# New Lease Liabilty



## gary martin (Sep 23, 2004)

Need help with setting up new lease/club. Would appreciate any input concerning liabilaty of lease holder, and land owner?
Thanks guys
Gary gjmartin9@hotmail.com


----------



## DoDahDaze (Sep 23, 2004)

Gary,

You may want to check out the sites listed below.  Most include sample leases for review or for your use.  Basically the landowner wants to protect themselves from any liability, insure the land will be used for hunting and insure the land isn't trashed.  

As the Lessee you need to consider the implications of any members who will be hunting the lease.  You want to protect yourself from any of their actions.  You may want to consider an agreement (contract) between the club or you and any members to make sure they understand what is or isn't permitted and include some type of waiver of liability for you or the club. 

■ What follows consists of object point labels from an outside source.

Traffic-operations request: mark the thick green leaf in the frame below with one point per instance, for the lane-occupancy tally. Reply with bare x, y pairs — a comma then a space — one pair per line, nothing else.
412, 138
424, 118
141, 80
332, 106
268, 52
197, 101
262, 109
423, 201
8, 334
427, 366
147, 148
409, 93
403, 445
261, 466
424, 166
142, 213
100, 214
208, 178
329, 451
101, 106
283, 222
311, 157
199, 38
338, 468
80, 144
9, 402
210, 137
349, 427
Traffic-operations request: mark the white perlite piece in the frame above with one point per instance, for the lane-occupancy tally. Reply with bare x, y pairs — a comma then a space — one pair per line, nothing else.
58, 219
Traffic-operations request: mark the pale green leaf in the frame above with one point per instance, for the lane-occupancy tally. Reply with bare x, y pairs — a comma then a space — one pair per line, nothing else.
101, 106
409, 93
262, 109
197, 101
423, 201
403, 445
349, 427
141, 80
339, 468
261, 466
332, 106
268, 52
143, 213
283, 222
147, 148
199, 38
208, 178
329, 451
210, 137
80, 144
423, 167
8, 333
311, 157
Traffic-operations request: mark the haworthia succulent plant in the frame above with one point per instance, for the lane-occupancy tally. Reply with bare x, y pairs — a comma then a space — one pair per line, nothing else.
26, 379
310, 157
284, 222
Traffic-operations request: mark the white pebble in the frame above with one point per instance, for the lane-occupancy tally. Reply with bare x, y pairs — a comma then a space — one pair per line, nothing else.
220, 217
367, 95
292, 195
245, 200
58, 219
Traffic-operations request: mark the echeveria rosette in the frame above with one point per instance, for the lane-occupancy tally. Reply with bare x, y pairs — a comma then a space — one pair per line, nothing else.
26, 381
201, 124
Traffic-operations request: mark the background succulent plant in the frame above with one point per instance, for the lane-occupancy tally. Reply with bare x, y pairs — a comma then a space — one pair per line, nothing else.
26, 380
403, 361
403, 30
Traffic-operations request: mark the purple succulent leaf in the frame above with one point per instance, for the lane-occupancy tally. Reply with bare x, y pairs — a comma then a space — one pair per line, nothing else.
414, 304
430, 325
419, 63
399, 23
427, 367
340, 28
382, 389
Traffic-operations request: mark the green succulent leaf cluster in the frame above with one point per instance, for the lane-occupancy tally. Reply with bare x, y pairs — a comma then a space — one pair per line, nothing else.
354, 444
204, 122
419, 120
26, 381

Send me an email and I can send a member agreement we use at our club.  Had to create this since we had a bad experience with an ex-member.  

http://www.forestry.uga.edu/warnell/service/library/l0397/

http://www.agmanager.info/farmmgt/land/lease/hunting/example leases.pdf

http://www.huntingpages.com/hunleasag.html

http://www.naturalresources.umd.edu/Pages/Hunting_Lease.html


----------